Gavin Newsom signs laws to rein in Gaza protests at universities


SACRAMENTO, California — Gov. Gavin Newsom on Saturday signed legislation that will require public universities in California to update their codes of conduct and train students on how to protest with civility, a response to pro-Palestinian demonstrations that erupted across the state last spring.

Universities will also have to add mandatory antidiscrimination training for students under the laws, which were introduced by Jewish lawmakers with the aim of counteracting antisemitic harassment that has reportedly spiked on college campuses since Hamas’ Oct. 7 attack on Israel last year.

Both parties in the state Legislature broadly supported the proposals, despite opposition from pro-Palestinian activists and the ACLU. And Newsom endorsed updating university codes of conduct even before the bill was on his desk. The Democratic governor traveled to Israel soon after the attacks and released a plan targeting antisemitism in April as university protests were peaking.

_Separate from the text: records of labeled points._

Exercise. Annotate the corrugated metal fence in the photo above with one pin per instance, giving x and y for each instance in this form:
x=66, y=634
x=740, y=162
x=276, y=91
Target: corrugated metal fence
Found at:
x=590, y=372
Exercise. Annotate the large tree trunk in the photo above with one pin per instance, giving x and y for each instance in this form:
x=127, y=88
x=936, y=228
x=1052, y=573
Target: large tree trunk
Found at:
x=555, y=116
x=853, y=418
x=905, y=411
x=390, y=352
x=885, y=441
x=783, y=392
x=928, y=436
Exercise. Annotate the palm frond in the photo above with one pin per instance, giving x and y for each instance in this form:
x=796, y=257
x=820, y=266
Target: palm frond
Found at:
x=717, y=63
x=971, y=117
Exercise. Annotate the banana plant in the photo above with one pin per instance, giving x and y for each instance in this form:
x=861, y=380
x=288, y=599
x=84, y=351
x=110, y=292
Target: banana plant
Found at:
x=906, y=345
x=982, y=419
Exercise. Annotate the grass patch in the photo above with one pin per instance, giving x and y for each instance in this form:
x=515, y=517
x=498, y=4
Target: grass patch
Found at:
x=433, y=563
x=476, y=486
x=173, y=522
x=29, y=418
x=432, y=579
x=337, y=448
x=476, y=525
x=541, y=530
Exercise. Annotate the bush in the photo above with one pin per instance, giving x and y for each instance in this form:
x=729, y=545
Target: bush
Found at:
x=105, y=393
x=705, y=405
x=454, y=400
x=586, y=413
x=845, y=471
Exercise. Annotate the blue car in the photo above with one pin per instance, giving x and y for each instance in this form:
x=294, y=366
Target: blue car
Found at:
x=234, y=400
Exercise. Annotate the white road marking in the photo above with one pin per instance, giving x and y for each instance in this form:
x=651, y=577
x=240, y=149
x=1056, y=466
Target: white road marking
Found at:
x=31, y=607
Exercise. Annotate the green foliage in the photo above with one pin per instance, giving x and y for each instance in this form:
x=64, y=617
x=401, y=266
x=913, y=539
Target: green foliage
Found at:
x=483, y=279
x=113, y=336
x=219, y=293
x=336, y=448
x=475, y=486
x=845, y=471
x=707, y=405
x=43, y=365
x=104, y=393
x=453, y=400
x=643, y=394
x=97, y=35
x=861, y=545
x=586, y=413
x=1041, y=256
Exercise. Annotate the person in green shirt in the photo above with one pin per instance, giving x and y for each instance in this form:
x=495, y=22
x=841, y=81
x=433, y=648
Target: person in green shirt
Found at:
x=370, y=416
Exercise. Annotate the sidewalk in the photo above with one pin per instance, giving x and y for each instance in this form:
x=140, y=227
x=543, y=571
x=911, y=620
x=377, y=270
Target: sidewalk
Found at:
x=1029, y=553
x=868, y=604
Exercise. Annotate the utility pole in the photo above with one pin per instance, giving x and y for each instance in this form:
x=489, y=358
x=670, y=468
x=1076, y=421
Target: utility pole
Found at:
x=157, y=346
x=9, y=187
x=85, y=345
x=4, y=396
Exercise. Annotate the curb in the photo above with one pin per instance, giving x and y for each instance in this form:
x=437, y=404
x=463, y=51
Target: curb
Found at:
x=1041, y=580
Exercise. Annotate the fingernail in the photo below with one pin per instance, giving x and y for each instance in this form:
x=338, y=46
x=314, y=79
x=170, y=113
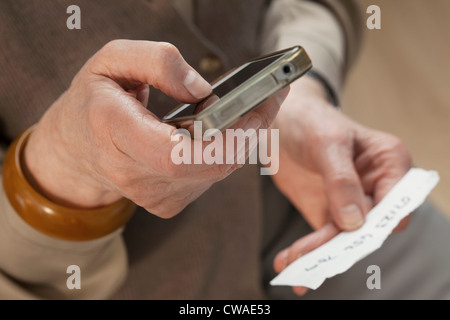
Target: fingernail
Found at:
x=283, y=256
x=351, y=217
x=197, y=86
x=253, y=123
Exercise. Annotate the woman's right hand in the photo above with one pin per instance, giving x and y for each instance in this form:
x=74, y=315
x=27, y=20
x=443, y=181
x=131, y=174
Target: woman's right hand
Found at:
x=98, y=143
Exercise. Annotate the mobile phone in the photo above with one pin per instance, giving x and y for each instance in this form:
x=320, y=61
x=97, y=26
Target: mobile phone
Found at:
x=242, y=89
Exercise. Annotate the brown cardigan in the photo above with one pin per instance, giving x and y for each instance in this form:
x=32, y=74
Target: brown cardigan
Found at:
x=211, y=250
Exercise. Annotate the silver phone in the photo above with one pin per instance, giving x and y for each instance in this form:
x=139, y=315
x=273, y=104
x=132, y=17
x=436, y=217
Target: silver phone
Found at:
x=242, y=89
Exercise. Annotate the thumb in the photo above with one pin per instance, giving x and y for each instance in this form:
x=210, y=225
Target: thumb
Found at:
x=343, y=187
x=158, y=64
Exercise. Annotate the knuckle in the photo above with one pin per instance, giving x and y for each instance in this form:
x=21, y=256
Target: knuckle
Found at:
x=342, y=179
x=173, y=171
x=113, y=46
x=167, y=50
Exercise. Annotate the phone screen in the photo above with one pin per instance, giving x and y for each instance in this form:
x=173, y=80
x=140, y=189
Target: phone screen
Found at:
x=223, y=86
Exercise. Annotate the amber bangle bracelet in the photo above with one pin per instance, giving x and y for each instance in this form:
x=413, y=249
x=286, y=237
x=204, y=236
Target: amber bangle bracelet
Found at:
x=53, y=219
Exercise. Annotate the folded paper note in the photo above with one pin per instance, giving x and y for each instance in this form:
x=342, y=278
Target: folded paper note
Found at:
x=343, y=251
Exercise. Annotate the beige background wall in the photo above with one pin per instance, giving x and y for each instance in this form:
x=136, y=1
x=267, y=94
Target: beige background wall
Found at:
x=401, y=82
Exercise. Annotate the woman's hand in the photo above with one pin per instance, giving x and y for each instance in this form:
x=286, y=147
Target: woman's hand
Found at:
x=98, y=142
x=331, y=168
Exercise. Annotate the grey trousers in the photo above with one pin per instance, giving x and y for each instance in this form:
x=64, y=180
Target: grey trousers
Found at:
x=414, y=264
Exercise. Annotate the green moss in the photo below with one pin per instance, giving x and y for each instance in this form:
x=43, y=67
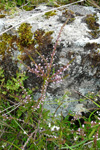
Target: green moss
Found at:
x=26, y=42
x=91, y=21
x=49, y=14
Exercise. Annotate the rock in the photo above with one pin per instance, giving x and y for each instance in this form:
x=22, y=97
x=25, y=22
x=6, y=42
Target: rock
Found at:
x=84, y=71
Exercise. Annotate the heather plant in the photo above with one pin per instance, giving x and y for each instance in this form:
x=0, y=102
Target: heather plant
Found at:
x=25, y=124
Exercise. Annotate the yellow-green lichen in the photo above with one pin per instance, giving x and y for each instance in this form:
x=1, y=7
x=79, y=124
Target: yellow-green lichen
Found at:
x=28, y=8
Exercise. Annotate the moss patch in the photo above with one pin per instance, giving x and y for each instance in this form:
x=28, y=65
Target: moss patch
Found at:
x=26, y=42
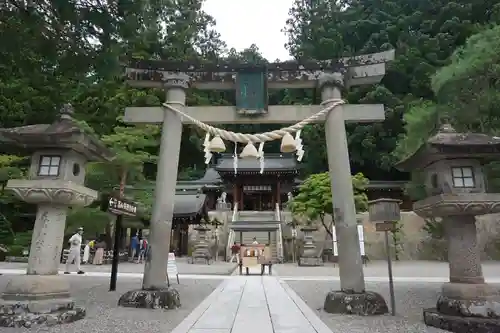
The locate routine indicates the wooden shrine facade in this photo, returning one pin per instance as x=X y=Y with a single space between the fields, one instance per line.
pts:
x=257 y=191
x=190 y=208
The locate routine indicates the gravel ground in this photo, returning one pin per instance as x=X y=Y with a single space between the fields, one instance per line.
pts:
x=183 y=267
x=103 y=314
x=410 y=300
x=376 y=268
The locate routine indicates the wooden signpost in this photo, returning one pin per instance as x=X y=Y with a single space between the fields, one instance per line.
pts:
x=172 y=268
x=119 y=207
x=385 y=213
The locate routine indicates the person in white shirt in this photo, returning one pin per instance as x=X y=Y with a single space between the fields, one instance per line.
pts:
x=75 y=245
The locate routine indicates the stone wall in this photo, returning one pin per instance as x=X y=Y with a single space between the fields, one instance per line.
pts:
x=415 y=243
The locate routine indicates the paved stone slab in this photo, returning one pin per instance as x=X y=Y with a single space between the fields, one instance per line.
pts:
x=252 y=304
x=221 y=313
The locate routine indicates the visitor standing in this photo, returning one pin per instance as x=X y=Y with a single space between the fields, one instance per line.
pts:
x=99 y=253
x=235 y=253
x=75 y=246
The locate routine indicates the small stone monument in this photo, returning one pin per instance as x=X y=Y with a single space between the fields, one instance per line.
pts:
x=456 y=192
x=309 y=255
x=59 y=152
x=201 y=249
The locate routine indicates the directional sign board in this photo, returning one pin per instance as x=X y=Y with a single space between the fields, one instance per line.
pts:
x=120 y=206
x=384 y=226
x=172 y=268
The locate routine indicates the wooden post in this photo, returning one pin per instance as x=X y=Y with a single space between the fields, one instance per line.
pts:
x=278 y=192
x=235 y=193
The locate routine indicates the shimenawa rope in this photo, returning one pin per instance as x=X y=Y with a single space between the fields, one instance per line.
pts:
x=259 y=137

“We know that tensions are high following the Oct. 7 attack on Israel by Hamas,” state Sen. Steve Glazer, author of the codes of conduct bill, told reporters earlier this year. “Even in these difficult circumstances, all students should be able to freely express themselves without threat or intimidation, especially on college campuses.”

Protests have not yet exploded on California campuses the way they did last spring. And public university leaders have promised not to tolerate pro-Palestinian encampments that were raised up on several California campuses last year.

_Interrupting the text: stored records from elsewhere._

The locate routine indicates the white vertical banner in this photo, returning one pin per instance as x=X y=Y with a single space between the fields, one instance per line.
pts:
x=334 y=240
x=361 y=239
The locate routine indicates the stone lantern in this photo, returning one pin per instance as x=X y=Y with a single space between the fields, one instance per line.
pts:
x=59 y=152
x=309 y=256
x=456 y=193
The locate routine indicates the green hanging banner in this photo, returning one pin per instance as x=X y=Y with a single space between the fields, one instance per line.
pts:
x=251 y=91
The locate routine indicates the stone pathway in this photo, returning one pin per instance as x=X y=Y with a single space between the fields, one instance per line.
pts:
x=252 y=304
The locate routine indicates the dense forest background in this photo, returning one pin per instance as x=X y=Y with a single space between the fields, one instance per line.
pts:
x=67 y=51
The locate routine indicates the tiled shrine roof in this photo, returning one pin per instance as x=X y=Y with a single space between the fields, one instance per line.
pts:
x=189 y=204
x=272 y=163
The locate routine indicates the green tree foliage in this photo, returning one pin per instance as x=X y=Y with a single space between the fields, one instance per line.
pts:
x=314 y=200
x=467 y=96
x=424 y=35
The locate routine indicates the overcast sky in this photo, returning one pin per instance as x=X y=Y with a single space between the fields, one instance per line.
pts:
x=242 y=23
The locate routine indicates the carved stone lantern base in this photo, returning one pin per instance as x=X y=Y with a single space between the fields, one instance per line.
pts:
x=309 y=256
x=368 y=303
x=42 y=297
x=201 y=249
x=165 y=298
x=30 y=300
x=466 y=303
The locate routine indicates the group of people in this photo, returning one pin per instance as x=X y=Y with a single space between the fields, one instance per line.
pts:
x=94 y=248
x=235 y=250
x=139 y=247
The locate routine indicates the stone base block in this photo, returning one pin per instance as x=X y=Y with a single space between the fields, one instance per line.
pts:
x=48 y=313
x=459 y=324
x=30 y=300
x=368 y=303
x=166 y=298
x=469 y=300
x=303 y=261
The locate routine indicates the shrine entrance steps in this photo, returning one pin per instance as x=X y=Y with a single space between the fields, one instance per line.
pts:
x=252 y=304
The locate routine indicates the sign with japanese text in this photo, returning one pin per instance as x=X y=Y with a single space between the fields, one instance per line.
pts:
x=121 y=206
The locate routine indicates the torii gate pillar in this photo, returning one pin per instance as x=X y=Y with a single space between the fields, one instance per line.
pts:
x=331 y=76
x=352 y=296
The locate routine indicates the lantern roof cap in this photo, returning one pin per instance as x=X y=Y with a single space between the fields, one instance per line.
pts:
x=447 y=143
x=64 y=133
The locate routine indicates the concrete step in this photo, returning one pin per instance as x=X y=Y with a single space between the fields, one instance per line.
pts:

Much of the last academic year was marked by turmoil over the war. Jewish students at Berkeley had to be evacuated from an event as counter protesters forced open a door at the venue. Cal Poly Humboldt demonstrators occupied an administrative building for days. And counter protesters, some of them still unidentified, viciously beat occupants of a pro-Palestinian encampment at the University of California Los Angeles.

The Legislature’s Jewish Caucus members, all Democrats, were frustrated by the responses of university leaders — and responded with legislation. At first, they sought more sweeping changes, including a ban on calls for genocide, but that provision and others that tested free speech rights were removed.

The state’s public universities haven’t fought the changes, and some campuses have already begun steps such as code of conduct updates.

Yet the ACLU contested some of the proposals, arguing in one letter to lawmakers that the codes of conduct change would be duplicative and “only serves to chill the speech of students.” Also opposed were the United Auto Workers 4811, a campus workers union at the UC that went on strike last spring in protest of the system’s response to pro-Palestinian demonstrations. That work stoppage caused some Jewish lawmakers to reject legislation that would have provided unemployment benefits to striking workers.

In addition to this round of legislation, Newsom also signed a bill meant to prevent “hate littering” — the distribution of flyers and other materials on private property that threaten or harass people based on their identity.